Nicht nur in Asien gibt es Reisfelder, sondern auch in Europa und zwar in Portugal, Spanien und Italien. Und in der Camargue, der Region zwischen den beiden Mündungsarmen der Rhone in Frankreich. Dass der Reisanbau hier überleben konnte, hat auch mit der Umwelt zu tun: Die künstliche Bewässerung schützt die Region vor Versalzung.

Von Nadine Baier | 08.10.2007
    Gesang der Zikaden, weiße Camargue- Pferde, schwarze Stiere, rosa Flamingos und grün-gelbe Reisfelder, wohin das Auge blickt - hier in der Camargue bewirtschaften noch immer 1500 Reisbauern 18.000 Hektar Reisfelder, keine leichte Aufgabe, die nur dank Bewässerungspumpen erledigt werden kann:

    "Die Camargue muss dich als Landwirt akzeptieren, wenn du sie nicht respektiert, schmeißt sie dich raus. Es ist ein ständiger Kampf zwischen Süß- und Salzwasser, das musst du aus dem Effeff können, "

    meint Reisbauer Jacques Rozière. Er und seine Kollegen blicken auf eine lange Tradition zurück.

    Bereits am 3. August 1593 soll Henri IV auf Empfehlung seines Ministers Sully hin angeordnet haben, in der Camargue Reis anzubauen auf der Suche nach der besten Beilage für seine poule au pot, sein sonntägliches Huhn.
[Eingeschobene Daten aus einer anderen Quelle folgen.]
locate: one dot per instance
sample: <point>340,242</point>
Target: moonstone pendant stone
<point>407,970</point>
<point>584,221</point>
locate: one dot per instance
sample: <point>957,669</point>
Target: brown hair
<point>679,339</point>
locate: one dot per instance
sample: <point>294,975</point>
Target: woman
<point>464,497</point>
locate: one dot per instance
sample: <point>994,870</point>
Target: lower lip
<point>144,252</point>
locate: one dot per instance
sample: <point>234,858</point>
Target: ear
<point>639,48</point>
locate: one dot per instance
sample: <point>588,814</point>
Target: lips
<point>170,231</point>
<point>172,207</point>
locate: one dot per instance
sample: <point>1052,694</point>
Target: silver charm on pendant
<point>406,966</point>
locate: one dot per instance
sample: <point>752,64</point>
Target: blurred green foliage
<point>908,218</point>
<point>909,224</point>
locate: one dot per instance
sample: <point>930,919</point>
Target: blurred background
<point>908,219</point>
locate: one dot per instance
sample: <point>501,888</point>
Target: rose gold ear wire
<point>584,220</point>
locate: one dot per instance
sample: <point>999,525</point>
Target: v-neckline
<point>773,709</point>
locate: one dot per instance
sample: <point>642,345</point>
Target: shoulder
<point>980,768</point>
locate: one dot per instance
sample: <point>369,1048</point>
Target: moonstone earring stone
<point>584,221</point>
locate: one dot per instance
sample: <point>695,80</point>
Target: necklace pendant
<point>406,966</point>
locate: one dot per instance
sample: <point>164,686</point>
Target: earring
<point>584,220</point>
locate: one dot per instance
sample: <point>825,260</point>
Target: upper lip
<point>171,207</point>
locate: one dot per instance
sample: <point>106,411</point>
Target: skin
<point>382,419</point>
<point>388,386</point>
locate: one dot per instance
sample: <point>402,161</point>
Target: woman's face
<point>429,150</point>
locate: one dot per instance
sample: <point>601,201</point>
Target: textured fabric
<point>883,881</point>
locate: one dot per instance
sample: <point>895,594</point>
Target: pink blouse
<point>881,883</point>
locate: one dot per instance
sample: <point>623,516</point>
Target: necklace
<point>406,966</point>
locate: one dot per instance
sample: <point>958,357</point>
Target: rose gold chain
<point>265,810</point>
    Die eigentliche Geschichte des Reisanbaus beginnt freilich erst im Jahr 1860 mit dem Bau von Deichen zum Schutz vor den zerstörerischen Fluten der Rhône. Seitdem ist der Reisanbau in der Camargue zu einem wichtigen Faktor für Ökonomie und Ökologie geworden. Denn die Camargue bildet ein Becken, in dem auf natürliche Weise mehr Wasser verdunstet als zugeführt wird. Jacques Rozière:

    "Es fehlt ein halber Liter Wasser im Jahresschnitt. Die Verdunstung ließ viel Salzwasser an die Oberfläche kommen, was zum Aussterben aller Lebewesen und Pflanzen geführt hätte. Würde der Camargue durch den Reisanbau nicht so viel Süßwasser zugeführt, wäre sie eine Salzwüste. "
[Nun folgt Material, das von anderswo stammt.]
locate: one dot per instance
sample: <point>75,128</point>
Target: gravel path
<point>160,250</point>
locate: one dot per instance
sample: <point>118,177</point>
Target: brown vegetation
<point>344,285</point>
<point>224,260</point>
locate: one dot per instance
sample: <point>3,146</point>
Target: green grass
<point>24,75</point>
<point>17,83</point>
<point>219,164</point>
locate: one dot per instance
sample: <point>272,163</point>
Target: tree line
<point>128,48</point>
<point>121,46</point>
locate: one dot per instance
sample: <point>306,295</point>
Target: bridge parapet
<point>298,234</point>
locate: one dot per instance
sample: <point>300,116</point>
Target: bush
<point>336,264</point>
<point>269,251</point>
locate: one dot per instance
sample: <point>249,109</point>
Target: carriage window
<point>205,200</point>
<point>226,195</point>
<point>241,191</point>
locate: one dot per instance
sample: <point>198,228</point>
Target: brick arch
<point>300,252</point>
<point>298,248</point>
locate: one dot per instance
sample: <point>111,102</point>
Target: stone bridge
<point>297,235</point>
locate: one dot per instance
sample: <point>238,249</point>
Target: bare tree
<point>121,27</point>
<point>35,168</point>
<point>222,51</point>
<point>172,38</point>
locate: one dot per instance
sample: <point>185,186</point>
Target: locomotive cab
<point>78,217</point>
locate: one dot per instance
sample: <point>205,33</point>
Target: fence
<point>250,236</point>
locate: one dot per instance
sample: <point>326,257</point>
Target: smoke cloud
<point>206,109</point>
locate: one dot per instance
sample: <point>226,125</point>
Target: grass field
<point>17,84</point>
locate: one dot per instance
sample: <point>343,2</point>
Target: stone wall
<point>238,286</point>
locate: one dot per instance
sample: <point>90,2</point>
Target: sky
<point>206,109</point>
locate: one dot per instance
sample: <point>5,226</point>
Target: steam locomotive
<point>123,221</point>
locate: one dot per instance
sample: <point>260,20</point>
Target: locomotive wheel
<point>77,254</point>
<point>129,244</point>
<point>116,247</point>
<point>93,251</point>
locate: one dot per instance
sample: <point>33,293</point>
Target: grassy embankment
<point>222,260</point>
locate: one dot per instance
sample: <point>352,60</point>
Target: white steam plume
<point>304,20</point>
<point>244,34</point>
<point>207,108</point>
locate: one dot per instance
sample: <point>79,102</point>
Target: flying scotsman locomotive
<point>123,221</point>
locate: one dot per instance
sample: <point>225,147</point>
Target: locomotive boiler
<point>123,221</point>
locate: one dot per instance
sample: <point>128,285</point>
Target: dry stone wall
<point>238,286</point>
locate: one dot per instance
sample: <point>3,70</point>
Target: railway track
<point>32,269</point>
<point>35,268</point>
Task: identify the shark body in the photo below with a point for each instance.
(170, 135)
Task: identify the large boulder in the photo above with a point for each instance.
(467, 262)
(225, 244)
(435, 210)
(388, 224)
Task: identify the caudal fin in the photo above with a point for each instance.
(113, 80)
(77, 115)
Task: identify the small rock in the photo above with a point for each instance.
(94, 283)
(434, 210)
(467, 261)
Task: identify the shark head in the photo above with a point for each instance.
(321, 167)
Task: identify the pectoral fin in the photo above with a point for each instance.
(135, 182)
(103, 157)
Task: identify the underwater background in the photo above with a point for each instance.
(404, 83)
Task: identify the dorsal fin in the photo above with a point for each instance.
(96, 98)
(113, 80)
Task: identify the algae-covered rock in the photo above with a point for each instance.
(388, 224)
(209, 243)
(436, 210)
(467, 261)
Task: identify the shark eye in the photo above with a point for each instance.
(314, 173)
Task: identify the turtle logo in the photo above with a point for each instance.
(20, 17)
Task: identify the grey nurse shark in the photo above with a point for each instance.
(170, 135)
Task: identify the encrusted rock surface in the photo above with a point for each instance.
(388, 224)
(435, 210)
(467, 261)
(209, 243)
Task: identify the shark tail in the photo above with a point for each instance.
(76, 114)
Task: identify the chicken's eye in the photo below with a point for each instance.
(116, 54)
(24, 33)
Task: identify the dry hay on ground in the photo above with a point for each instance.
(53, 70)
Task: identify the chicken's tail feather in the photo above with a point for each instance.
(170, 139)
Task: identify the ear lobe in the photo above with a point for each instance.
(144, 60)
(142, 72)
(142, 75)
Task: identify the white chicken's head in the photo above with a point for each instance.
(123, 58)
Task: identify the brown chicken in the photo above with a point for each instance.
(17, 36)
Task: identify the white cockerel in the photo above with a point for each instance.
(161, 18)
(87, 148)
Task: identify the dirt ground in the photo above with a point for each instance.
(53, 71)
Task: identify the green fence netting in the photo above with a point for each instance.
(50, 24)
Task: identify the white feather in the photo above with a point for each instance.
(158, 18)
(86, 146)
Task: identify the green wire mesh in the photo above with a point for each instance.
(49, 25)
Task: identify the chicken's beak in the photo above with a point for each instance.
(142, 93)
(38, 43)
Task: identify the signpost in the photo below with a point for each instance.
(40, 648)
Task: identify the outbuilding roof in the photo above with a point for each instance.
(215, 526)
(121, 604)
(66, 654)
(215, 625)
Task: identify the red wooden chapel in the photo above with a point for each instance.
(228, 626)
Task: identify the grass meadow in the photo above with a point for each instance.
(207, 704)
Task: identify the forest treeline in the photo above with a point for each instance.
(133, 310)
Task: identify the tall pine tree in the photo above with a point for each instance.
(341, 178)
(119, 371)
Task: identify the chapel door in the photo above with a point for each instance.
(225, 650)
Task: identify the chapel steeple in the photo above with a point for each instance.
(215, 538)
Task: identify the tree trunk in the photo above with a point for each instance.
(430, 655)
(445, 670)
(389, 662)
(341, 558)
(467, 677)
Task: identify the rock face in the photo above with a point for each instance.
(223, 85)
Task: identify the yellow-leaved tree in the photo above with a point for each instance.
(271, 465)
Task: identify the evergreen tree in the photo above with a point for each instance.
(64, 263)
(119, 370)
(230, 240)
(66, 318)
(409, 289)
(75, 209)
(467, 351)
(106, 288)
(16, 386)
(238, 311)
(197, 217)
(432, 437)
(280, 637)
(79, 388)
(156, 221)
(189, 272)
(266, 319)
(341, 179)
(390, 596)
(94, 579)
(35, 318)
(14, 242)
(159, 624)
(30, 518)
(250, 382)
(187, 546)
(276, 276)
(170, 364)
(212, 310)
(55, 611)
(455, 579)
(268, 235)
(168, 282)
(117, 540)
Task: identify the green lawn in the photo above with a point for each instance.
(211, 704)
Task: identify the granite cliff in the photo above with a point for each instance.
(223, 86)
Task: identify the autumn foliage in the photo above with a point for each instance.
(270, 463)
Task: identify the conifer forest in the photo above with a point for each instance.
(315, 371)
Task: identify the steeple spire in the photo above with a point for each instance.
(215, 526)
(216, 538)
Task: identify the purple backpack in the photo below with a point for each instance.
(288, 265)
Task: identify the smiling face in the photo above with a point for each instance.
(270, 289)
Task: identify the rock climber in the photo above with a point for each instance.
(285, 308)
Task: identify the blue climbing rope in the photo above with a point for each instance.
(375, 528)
    Früher baute man Reis ausschließlich aus diesem Grund an. Später wurden die Flächen jedoch verringert und Reispflanzen unter anderem durch Rebstöcke ersetzt. Der zweite Weltkrieg und die Unabhängigkeit Indochinas, dem bis dahin wichtigsten Reisproduzenten der Kolonialmacht Frankreich, führten zu einem vorübergehenden Boom in der Camargue: Bis zur wirtschaftlichen Krise in den sechziger Jahren. Seither nimmt die Anbaufläche ständig ab, woran auch ein Plan zum Wiederankurbeln des Reisanbaus in den siebziger Jahren nichts ändern konnte. In Anbetracht der Konkurrenz aus den USA und der Kapriolen des Wetters setzen immer mehr Landwirte auf den rentableren Hartweizen.

    Innerhalb der letzten drei Jahre ist die Anbaufläche um fast ein Viertel auf 18.000 Hektar geschrumpft, was einer Ernte von 60.000 Tonnen Reis entspricht und etwa ein Sechstel des französischen Konsums deckt.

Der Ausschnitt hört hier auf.